Le foto colorate dai bambini

La seconda volta per un esame obbligatorio. Sono dovuta passare attraverso una commissione in un centro privato di certificazione. E la terza per rivolgermi a un avvocato e prepararmi alla fase giurisdizionale dell'adozione.

E questo è tutto. In nessun caso mi hanno fatto intendere che dovevo “pagare qualcosa”. E prima di trovare il mio bambino ho visitato cinque città e ne ho chiamate varie decine.

Le autorità spesso chiedono documenti aggiuntivi ma la gente qui è piuttosto indifferente, più di quanto vi possiate immaginare. E per quanto riguarda le somme esorbitanti che, secondo le voci, chiederebbero ai candidati per un bambino sano, nel mio caso sono rimaste solo delle voci.

Non ci sono bambini

Gli adottanti vengono messi in interminabili liste d’attesa di diversi anni. Aspettano il bambino perfetto senza, però, poter realmente vedere i bambini. Anch’io per i primi mesi la pensavo così. Nella pratica, però, basta saper cercare.

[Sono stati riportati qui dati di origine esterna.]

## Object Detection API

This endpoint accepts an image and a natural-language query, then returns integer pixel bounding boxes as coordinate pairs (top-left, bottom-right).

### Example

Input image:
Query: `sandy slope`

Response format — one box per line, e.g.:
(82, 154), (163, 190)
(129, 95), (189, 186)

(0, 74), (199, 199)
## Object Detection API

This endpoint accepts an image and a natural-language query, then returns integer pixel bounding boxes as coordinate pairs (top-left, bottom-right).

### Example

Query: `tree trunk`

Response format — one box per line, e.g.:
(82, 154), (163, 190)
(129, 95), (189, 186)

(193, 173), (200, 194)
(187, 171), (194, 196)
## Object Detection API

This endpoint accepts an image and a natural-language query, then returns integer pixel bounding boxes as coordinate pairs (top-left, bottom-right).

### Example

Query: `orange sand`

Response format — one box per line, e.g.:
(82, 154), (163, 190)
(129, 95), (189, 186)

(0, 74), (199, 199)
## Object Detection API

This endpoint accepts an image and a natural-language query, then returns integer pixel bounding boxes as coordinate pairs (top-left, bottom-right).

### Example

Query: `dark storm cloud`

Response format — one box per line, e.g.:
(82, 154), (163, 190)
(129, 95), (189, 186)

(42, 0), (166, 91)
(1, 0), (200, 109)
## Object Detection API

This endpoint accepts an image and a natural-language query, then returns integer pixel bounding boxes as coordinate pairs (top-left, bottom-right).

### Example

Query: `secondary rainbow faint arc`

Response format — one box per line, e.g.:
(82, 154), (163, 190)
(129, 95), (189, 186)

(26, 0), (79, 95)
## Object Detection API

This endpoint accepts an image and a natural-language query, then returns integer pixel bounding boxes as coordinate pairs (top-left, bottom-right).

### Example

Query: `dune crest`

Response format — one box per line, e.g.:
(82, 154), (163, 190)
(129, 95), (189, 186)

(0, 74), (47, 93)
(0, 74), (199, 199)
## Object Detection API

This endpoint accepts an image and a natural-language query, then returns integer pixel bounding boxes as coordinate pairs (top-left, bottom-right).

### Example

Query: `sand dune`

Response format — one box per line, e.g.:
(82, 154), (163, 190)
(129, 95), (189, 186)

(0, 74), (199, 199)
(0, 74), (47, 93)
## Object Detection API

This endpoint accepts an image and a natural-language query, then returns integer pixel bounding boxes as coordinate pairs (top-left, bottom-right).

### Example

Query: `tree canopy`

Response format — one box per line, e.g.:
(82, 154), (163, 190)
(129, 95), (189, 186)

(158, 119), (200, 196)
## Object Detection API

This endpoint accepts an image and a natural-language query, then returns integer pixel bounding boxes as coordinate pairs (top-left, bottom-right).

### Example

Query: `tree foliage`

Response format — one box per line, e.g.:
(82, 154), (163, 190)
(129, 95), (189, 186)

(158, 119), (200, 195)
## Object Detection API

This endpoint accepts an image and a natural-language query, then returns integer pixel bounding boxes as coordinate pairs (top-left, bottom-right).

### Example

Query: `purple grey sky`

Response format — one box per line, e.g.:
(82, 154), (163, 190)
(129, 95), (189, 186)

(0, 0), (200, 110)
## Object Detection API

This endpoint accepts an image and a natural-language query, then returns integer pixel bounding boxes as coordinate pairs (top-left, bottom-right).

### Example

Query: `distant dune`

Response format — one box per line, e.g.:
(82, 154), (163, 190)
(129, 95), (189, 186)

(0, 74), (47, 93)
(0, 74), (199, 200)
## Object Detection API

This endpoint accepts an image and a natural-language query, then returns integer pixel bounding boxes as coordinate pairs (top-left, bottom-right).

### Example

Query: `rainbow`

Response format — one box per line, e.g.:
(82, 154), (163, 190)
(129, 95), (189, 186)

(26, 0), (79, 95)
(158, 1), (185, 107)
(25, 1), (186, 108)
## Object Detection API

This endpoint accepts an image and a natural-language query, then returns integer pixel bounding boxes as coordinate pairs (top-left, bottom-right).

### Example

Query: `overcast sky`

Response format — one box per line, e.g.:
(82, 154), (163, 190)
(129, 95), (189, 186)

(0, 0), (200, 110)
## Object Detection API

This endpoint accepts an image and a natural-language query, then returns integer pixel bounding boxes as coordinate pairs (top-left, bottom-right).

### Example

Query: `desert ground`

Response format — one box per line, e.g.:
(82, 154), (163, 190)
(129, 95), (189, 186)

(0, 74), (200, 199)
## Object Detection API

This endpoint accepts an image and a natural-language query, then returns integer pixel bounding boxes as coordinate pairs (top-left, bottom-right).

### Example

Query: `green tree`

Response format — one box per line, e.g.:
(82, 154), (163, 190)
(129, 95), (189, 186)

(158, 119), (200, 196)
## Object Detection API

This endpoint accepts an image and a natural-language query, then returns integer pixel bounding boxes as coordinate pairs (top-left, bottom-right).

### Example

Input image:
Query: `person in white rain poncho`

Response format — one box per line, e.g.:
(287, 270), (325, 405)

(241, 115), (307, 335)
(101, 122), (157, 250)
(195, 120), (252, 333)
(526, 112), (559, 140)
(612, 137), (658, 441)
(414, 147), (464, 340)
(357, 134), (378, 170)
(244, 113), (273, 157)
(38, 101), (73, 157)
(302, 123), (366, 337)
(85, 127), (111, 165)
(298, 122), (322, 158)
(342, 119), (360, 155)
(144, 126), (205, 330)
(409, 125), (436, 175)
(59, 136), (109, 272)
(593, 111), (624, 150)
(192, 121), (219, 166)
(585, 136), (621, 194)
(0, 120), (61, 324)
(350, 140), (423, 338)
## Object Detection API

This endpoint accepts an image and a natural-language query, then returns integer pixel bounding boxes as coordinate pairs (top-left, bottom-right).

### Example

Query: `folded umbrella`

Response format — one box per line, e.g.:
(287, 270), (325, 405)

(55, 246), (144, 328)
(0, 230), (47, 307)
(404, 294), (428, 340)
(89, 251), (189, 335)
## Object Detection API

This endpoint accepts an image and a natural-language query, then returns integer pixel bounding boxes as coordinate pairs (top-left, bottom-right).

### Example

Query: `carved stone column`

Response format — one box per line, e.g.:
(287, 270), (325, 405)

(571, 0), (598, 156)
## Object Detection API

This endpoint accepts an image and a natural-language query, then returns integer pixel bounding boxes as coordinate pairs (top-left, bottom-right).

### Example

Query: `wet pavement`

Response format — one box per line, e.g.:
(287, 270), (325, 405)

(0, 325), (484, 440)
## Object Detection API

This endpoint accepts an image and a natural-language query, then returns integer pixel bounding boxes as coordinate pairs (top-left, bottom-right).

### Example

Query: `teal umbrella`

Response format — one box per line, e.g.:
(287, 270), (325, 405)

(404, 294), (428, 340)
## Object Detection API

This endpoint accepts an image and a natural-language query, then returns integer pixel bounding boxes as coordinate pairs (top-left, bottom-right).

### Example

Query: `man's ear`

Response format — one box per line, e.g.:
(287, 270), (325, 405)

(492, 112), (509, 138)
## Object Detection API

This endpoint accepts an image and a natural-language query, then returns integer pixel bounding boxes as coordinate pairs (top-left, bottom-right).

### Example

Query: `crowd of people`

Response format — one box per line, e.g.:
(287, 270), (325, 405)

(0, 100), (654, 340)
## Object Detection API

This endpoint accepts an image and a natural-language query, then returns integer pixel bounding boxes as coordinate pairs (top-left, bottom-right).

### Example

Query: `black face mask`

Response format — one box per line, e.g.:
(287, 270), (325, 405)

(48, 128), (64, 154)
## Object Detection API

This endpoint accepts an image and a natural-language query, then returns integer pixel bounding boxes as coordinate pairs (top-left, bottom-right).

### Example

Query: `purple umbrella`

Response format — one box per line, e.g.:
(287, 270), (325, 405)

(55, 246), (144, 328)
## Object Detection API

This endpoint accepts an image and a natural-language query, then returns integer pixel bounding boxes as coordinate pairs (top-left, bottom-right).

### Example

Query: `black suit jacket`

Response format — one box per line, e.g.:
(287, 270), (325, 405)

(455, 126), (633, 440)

Ad occuparsi dei processi adottivi in Russia sono gli organi federali di potere esecutivo preposti e il Ministero dell’Istruzione. Poi vi sono, in ordine, i centri di tutela e le banche dati sui bambini. Il mio compito era di cercare in entrambi questi posti.

Mi sono segnata su una cartina le città in un raggio di 200 chilometri, ho selezionato quelle in cui volevo iscrivermi alle banche dati, fatto una lista dei centri di tutela di Mosca e ogni settimana avevo un piano: fare due centri a Mosca, più una trasferta. Mi sono anche iscritta alla banca dati federale così da ricevere indicazioni su come conoscere i bambini di città lontane.

Ho cercato di non perdere nemmeno un’occasione. Sono andata alle "giornate aperte", durante le trasferte di lavoro ho cercato di ritagliarmi un paio d'ore per andare a registrarmi presso le banche regionali. Ho seguito i principali aggiornamenti sulle pagine web delle maggiori fondazioni senza scopo di lucro. Cercare un bambino è un vero e proprio lavoro; una gioia per quanti riescono a trovare dei genitori, un dolore per quanti invece devono rimanere. E ciò significa che bisogna riniziare a cercare di nuovo fino a quando non si trova il biglietto fortunato.

A volte poi succede che non vi capiti proprio il bambino che sognavate. Un bambino invece che una bambina, un bambino in età scolare invece che un bebè. Ma ciò non importa. L'importante è che c’è una famiglia felice in più che si allarga.